Я кладу рюкзак на пол и заглядываю на кухню. Там пахнет шоколадным печеньем, которое остывает на столе.
– Интересно, где она, – рассеянно говорю я, но мои гости уже перебрались в коридор. Там на стене висят мои мозаики с насекомыми.
Папа вывесил их, после того как они получили несколько наград на окружной выставке, и отказывается снимать, как бы мы с мамой ни просили. Он сентиментален в худшем смысле слова, а мы не можем объяснить причину нашего отвращения, поэтому папа всякий раз одерживает верх в споре.
– Я же говорила, что она талантлива, – заявляет Джен, поправляя ремешок сумки.
Морфей молча кивает.
Джен останавливается у своей любимой мозаики – «Сердцебиение зимы». Перекати-поле и серебристые стеклянные бусины выложены в форме дерева.
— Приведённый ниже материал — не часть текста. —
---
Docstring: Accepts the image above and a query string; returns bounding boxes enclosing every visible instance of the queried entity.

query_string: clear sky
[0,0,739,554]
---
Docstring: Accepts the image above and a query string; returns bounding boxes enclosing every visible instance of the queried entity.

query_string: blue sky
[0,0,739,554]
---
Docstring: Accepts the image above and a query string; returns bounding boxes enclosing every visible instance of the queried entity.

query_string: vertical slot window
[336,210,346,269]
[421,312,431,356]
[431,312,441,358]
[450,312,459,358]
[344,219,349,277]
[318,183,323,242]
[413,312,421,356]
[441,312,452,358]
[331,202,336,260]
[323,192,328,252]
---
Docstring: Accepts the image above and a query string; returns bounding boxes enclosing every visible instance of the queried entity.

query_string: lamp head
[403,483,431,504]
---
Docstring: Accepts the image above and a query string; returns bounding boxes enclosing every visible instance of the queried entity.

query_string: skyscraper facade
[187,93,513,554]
На кончике каждой ветки – сухая ягода остролиста, как будто дерево истекает кровью. Фон – блестящие черные сверчки.
Морфей легонько прикасается к ягодам, словно пересчитывает их.
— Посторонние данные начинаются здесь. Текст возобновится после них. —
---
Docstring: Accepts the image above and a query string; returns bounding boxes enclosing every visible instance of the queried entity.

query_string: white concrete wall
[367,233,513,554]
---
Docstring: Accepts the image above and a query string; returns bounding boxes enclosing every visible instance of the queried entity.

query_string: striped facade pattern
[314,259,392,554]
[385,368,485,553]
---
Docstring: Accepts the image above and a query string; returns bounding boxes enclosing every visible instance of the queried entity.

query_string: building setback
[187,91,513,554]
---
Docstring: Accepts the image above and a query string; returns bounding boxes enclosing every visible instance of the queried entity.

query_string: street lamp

– Похоже на необыкновенный сон, – говорит он и через плечо смотрит на меня.
В его голосе – гордость и грусть.
Это самое дерево растет в Стране Чудес. У него алмазная кора, а с ветвей стекают жидкие рубины. Морфей привел меня туда во сне, когда мы оба были детьми. Я создала «Сердцебиение» несколько лет назад, воплощая подсознательный образ, полузабытое воспоминание.
Все мои работы – это пейзажи Страны Чудес и подавляемые воспоминания о встречах с Морфеем. Несомненно, его самолюбию приятно, что он вдохновляет мое искусство. Ну, или просто не дает мне вздохнуть.
Скорее второе.
– Так. Ладно, Эл, – говорит Джен и направляется к моей спальне. – Бал завтра, а платье само себя не дошьет.
Прежде чем последовать за ней, я заглядываю в комнату родителей. Мамы там нет, и в ванной тоже. Странно. В комнате пахнет ее духами, как будто она была здесь минуту назад.
Мама всегда дома, когда я прихожу из школы. Она не водит машину, а значит, кто-то за ней заехал.